Hi Sean,
Generally, one does not need to rebuild any code that is being linked into sanitized code.
However, there is one corner case in C++ container overflow checking, where this might not always hold. Specifically, if libc++ containers cross from instrumented (rebuilt with ASan) to non-instrumented code, Address Sanitizer might report container overflow false positives. (Imagine two libraries, both using the same std::vector, only one of them is instrumented. Push_back from the non-instrumented module will not mark the memory for the newly added element as valid. Accessing the element from the instrumented code, would trigger a false positive report.) From: Sean McBride <email@hidden> Date: January 22, 2016 at 8:26:00 AM PST To: email@hidden Subject: Address Sanitizer and out-of-project libraries
Hi all,
My understanding of ASan (from before Xcode finally included it) was that if you wanted to build with ASan, *all* the code you link to has to be built with it. Is that still the case?
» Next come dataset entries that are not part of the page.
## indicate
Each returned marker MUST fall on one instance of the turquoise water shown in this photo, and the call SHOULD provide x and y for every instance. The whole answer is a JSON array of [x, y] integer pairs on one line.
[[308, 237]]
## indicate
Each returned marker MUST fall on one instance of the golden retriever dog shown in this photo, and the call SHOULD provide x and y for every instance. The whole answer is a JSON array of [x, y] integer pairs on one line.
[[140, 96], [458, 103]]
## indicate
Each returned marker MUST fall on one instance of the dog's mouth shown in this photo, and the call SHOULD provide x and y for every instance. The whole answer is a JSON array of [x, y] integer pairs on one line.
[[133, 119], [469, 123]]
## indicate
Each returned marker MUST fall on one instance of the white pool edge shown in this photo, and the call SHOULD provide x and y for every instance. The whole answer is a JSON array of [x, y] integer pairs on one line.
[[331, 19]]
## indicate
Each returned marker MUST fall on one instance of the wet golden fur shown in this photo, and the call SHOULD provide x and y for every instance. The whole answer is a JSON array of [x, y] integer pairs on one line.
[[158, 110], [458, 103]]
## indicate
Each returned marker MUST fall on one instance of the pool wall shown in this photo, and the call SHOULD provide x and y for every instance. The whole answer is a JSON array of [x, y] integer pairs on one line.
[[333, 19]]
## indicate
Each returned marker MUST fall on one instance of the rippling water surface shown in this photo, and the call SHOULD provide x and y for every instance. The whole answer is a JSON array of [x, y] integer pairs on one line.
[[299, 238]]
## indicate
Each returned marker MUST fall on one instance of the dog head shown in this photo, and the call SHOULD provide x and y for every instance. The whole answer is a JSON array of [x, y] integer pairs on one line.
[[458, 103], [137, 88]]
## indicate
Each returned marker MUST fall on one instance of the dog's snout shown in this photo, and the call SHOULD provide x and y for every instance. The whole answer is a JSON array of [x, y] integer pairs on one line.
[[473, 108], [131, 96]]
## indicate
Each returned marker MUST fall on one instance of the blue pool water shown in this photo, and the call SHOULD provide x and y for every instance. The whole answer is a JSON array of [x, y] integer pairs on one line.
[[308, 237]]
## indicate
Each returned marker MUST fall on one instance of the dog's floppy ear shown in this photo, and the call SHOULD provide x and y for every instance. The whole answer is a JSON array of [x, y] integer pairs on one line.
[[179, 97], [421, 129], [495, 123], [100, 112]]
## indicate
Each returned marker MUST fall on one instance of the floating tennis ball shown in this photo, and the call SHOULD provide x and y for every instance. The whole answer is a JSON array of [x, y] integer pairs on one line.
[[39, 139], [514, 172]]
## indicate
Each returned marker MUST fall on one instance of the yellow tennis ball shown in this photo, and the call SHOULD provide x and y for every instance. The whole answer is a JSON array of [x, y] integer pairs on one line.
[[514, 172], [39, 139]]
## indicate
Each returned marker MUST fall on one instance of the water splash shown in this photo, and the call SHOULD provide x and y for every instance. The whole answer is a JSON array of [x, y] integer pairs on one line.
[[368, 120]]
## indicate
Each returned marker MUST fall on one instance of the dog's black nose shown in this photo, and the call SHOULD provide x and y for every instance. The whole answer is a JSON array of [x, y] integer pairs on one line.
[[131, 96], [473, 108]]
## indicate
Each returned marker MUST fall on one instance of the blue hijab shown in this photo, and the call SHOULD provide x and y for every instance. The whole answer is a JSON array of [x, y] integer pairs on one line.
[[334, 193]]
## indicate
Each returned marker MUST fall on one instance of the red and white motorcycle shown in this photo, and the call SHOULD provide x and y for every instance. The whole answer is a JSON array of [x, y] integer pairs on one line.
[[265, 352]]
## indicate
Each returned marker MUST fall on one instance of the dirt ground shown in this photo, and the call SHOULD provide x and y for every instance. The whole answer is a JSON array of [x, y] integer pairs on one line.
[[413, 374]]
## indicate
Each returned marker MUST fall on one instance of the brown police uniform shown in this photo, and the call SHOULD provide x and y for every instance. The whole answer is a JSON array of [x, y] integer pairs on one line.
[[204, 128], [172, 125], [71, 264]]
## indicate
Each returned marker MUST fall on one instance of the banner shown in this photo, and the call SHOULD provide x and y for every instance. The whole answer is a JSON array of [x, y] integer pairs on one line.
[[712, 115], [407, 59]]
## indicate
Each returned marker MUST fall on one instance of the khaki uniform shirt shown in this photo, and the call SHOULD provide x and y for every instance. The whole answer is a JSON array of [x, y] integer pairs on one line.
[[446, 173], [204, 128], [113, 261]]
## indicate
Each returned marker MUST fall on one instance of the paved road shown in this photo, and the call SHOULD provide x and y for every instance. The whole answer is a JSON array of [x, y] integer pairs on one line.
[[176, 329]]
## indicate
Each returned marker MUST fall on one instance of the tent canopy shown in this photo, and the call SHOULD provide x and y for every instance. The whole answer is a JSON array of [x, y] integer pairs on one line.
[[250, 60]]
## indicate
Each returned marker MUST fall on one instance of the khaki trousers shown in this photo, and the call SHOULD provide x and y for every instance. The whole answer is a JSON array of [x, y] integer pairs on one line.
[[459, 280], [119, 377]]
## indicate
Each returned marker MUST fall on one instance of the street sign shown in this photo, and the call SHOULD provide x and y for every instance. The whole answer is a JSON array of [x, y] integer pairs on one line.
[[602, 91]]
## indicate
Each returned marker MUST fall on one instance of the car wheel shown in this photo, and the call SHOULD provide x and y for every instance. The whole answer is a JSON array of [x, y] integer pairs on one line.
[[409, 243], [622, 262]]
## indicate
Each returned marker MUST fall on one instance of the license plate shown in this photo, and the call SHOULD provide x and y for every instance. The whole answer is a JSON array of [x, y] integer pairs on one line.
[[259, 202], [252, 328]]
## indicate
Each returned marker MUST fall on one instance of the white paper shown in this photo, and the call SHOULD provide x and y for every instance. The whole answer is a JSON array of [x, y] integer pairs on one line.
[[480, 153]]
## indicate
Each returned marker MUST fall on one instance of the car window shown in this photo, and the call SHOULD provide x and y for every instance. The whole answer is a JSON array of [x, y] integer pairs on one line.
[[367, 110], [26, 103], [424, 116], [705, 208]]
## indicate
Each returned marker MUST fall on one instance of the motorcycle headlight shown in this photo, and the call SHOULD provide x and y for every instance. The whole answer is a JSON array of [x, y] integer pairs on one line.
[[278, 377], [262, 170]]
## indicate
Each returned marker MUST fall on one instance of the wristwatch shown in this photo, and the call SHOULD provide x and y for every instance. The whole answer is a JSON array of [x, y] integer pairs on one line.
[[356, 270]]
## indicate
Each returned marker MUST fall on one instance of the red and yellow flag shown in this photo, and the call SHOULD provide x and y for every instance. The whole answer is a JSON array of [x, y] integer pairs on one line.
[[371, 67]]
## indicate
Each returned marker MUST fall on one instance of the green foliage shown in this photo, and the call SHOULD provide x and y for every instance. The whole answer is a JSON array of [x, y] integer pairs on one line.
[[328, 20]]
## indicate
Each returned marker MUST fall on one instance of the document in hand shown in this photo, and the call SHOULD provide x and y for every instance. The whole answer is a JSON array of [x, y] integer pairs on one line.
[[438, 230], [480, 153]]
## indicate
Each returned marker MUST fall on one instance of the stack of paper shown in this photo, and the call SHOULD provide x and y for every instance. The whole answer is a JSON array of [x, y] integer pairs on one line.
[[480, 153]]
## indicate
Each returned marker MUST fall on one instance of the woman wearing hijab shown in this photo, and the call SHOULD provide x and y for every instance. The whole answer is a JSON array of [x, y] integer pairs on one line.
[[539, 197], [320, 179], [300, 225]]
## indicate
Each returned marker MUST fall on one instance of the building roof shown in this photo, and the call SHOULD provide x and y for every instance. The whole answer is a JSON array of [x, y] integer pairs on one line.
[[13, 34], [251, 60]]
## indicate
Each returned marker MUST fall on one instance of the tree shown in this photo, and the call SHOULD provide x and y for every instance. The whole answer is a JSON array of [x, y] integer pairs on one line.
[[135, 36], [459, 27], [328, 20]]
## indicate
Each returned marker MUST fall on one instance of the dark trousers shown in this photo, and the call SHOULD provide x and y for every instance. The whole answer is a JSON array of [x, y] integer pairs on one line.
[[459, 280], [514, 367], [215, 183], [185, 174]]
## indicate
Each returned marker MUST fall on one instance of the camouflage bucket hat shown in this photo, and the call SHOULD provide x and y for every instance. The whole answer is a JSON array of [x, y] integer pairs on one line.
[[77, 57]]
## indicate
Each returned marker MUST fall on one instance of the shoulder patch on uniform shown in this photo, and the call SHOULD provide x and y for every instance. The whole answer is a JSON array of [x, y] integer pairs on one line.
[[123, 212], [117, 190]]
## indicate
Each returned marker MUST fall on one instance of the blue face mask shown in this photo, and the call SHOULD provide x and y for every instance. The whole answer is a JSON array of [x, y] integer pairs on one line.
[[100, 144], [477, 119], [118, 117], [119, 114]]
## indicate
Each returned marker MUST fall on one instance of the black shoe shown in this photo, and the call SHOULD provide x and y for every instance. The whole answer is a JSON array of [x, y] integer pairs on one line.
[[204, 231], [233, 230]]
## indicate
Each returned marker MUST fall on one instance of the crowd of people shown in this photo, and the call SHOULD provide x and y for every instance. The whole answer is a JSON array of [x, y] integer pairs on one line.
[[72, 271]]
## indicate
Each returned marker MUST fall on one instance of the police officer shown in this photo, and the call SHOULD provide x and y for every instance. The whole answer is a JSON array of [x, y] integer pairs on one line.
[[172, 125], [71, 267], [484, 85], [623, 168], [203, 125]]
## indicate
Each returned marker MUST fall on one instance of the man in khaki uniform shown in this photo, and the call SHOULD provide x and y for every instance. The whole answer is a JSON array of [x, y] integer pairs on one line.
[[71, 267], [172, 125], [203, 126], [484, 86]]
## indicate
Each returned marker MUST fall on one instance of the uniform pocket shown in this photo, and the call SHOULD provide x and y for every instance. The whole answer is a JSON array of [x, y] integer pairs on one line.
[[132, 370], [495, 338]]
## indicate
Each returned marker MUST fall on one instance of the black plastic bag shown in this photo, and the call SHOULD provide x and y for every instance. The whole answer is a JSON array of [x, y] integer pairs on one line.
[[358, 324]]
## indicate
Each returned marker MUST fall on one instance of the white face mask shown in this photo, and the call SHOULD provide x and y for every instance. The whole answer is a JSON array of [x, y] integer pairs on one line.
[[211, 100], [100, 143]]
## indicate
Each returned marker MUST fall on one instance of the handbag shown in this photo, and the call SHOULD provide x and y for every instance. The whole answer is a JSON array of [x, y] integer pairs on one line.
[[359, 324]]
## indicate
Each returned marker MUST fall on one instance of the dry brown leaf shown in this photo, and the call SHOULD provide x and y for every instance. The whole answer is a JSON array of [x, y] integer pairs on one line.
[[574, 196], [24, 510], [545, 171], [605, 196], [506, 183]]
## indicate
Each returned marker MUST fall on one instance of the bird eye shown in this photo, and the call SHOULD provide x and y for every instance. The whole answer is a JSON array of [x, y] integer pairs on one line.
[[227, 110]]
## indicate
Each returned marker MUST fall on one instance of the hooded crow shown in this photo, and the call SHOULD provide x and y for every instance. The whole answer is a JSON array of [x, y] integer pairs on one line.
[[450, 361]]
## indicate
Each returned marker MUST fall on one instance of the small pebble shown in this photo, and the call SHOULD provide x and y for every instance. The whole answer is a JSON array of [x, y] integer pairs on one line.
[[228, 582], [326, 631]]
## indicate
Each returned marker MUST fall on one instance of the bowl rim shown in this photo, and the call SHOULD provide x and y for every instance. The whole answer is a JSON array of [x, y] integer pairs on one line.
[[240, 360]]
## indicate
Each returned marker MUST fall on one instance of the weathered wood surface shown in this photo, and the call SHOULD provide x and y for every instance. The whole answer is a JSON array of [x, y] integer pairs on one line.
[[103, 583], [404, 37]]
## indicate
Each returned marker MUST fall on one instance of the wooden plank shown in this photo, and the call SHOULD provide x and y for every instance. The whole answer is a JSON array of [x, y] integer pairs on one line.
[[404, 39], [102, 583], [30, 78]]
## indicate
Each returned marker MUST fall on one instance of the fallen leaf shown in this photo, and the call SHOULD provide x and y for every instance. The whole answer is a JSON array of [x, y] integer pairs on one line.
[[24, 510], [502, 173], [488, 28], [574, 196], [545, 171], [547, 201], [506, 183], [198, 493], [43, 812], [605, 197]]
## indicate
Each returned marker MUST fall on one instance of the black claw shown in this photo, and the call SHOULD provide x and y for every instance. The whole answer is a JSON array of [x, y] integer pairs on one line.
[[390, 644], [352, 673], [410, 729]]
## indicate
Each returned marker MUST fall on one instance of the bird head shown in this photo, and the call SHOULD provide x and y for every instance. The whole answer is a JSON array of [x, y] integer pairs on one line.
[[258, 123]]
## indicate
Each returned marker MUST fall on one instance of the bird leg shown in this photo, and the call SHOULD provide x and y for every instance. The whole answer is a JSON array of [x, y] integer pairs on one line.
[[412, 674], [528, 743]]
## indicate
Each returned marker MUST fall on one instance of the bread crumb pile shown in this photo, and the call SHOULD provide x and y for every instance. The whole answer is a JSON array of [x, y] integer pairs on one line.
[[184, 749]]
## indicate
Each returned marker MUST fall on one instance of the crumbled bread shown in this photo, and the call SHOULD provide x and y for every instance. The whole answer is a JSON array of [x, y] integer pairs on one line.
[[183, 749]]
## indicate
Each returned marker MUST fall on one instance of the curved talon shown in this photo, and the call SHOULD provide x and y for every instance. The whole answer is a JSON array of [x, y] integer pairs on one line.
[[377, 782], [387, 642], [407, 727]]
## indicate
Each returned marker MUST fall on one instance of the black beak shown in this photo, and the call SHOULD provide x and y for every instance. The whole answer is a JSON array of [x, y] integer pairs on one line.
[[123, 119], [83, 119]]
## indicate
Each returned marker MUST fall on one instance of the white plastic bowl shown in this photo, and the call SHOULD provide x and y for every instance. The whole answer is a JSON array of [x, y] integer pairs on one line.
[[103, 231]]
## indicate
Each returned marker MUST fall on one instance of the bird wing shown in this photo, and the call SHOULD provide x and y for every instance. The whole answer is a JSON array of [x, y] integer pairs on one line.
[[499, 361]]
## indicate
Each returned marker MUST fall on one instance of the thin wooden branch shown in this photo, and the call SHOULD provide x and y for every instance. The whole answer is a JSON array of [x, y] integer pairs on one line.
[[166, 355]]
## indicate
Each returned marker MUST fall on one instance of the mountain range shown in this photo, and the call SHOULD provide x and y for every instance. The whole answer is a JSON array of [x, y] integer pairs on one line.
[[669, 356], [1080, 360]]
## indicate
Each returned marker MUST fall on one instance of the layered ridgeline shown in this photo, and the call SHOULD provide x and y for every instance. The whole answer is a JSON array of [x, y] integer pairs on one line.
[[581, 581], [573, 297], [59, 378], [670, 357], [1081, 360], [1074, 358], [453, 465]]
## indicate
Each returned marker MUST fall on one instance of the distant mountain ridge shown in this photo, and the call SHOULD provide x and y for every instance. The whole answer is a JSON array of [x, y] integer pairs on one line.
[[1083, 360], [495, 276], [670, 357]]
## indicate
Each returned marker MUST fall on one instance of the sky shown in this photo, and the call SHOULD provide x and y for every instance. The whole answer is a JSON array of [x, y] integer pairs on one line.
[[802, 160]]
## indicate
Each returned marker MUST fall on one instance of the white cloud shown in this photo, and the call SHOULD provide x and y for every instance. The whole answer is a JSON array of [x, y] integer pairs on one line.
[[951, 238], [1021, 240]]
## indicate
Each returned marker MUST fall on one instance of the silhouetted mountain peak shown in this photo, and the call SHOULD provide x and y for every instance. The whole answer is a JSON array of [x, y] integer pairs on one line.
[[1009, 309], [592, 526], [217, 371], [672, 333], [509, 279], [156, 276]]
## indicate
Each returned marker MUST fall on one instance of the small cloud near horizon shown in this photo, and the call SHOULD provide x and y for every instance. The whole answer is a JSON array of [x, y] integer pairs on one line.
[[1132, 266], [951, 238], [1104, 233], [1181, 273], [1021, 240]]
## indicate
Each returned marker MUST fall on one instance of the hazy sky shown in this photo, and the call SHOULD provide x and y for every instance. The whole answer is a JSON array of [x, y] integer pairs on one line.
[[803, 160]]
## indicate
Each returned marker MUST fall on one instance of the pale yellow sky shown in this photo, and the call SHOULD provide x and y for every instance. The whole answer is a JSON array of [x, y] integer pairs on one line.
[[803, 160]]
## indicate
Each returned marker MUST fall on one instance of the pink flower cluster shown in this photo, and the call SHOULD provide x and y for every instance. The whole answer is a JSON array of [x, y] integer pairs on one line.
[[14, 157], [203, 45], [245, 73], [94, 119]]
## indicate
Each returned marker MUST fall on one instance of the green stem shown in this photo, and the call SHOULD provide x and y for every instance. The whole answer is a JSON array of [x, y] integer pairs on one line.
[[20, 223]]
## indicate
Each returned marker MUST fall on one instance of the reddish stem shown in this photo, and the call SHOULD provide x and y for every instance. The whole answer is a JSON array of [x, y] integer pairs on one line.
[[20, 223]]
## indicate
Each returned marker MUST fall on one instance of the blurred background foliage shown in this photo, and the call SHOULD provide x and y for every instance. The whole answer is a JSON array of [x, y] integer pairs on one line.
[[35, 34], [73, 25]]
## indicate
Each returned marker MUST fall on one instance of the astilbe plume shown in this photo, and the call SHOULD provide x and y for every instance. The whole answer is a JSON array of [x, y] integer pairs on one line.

My Xcode project contains most of my code, but also contains some .a and .dylib files build with cmake or autotools. Must I rebuild those with ASan too?
It doesn't seem to be required, but I am seeing freaky crashes in libc++ with ASan turned on via only Xcode's checkbox.
What do these crashes look like? Are they C++ container overflow reports?
Please, file a radar and provide us with more information about your project, the libraries you link against, and the crashes you are seeing. Attaching a project that would allow us to reproduce the issue would be the most helpful.